RESULTS: We identified 59 eligible randomised controlled trials: 15 studied dietary sources of calcium (n=1533) and 51 studied calcium supplements (n=12,257). Increasing calcium intake from dietary sources increased BMD by 0.6-1.0% at the total hip and total body at one year and by 0.7-1.8% at these sites and the lumbar spine and femoral neck at two years. There was no effect on BMD in the forearm. Calcium supplements increased BMD by 0.7-1.8% at all five skeletal sites at one, two, and over two and a half years, but the size of the increase in BMD at later time points was similar to the increase at one year. Increases in BMD were similar in trials of dietary sources of calcium and calcium supplements (except at the forearm), in trials of calcium monotherapy versus co-administered calcium and vitamin D, in trials with calcium doses of = 1000 versus <1000 mg/day and = 500 versus >500 mg/day, and in trials where the baseline dietary calcium intake was <800 versus = 800 mg/day.

CONCLUSIONS: Increasing calcium intake from dietary sources or by taking calcium supplements produces small non-progressive increases in BMD, which are unlikely to lead to a clinically significant reduction in risk of fracture.


Clinical Comments

General Internal Medicine-Primary Care(US)

The marginal benefit of conventional calcium-vitamin D supplementation for preserving bone health found in this meta-analysis raises questions about current guideline recommendations yet recommending supplementation in higher-risk populations. More effective and cost-effective pharmacologic strategies beyond bisphosphonates or selective estrogen receptor modulators are needed for the rapidly growing elderly population at risk of incapacitating spontaneous fractures.

General Internal Medicine-Primary Care(US)

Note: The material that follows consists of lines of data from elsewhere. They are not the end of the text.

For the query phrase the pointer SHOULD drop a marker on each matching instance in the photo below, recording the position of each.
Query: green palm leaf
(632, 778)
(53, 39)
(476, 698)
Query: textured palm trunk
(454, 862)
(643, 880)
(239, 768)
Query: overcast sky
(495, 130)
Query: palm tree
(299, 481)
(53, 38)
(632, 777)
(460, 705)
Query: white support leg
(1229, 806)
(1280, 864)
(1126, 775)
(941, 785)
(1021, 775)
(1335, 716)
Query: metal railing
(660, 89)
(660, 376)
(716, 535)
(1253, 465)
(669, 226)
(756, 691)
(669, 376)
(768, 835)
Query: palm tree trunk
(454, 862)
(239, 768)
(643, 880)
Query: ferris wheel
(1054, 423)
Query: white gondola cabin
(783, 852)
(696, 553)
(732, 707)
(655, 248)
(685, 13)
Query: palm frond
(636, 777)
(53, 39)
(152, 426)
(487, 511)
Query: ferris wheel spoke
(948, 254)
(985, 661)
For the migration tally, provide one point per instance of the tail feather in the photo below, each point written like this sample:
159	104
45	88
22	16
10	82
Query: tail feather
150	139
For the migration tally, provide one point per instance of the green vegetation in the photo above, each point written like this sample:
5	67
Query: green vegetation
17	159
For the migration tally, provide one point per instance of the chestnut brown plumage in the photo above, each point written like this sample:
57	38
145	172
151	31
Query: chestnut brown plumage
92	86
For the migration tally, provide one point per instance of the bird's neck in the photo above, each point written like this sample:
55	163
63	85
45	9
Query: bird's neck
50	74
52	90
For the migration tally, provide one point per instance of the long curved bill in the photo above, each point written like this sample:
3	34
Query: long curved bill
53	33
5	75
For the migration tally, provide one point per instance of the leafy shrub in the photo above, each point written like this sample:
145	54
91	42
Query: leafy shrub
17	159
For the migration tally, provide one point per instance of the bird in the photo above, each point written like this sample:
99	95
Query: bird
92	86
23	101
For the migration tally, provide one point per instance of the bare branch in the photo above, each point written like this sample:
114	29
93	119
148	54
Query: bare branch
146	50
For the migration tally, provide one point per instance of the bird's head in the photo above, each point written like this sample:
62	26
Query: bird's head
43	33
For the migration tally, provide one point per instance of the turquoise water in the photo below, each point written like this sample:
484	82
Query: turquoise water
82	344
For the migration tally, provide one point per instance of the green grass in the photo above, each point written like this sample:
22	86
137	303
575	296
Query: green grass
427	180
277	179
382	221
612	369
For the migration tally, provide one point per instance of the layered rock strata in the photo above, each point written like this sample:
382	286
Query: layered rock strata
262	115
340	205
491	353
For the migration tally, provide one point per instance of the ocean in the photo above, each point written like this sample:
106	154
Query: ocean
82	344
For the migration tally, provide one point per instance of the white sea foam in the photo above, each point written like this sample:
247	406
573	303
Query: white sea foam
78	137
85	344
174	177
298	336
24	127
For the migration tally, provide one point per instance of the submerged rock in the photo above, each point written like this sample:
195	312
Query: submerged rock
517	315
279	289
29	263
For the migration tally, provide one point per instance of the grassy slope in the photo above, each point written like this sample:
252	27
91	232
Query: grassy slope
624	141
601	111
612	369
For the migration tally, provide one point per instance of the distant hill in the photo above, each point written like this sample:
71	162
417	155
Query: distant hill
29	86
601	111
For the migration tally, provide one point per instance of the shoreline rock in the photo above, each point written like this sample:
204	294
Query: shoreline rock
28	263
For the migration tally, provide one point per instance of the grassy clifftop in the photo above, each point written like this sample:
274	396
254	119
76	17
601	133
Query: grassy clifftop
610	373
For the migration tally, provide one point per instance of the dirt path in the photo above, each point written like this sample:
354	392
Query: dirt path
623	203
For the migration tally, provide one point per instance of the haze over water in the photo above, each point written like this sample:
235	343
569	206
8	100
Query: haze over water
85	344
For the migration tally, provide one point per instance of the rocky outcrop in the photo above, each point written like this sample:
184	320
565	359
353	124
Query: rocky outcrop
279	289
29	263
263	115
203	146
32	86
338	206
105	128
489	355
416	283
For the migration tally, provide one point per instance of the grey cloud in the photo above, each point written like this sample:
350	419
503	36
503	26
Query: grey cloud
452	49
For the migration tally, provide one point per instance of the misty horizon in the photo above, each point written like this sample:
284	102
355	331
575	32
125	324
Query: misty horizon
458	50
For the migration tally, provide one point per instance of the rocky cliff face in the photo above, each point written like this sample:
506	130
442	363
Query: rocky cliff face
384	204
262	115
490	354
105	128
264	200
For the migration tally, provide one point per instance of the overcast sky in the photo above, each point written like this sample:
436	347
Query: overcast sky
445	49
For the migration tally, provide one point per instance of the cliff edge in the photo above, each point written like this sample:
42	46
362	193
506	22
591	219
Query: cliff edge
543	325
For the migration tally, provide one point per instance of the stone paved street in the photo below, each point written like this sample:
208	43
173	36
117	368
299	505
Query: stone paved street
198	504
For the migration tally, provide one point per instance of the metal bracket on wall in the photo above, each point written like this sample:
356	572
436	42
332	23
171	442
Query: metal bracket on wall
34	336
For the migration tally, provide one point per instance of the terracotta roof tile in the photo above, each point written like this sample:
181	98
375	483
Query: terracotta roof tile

The evidence for use of calcium supplements to prevent fracture is well known to be weak, but somehow there are persistent recommendations that everyone, particularly women, need to increase calcium intake. These studies are welcome evidence that physicians can stop recommending calcium supplements.

Geriatrics

Interesting meta-analysis suggesting that either dietary calcium or calcium supplements do not appreciably change BMD and are unlikely to have a major effect on fracture outcomes. The authors highlight that they have focused on the outcome of BMD as very few trials included fractures as an outcome. BMD is an imperfect surrogate for fracture. Also, some of these same authors have suggested in previous studies that calcium supplements may increase the risk of adverse cardiovascular outcomes. I'm not sure if I would do anything differently or counsel my patients to do anything differently based on this study, as the meta-analysis is necessarily limited by significant heterogeneity between individual trials. I might suggest older patients with significant constipation or risk of polypharmacy minimize their supplementary calcium, but I have already been doing this for awhile now.

Geriatrics

A useful meta-analysis that confirms that increasing calcium intake does indeed increase BMD, and by an amount that makes the BMD like that of a person 1 year younger. The conclusion made by the authors that the fracture risk is minimally impacted cannot really be made from these data. These studies did not look at fracture risk, which depends on more than just BMD; bone quality and trabecular connectivity might be affected, too. Fracture risk reduction by bisphosphonates, for example, is much larger than that expected by the amount of BMD improvement. Making your bones 1 year younger should not be discounted, and may be all that is needed in many older adults. This study also did not address the role of calcium intake in persons taking bisposphonates.

Public Health

The key question not answered in this review is the combined effect of calcium and vitamin D on fracture rates.

Surgery - Orthopaedics

This article about the effect of calcium intake and bone mineral density is very important for both doctors and public.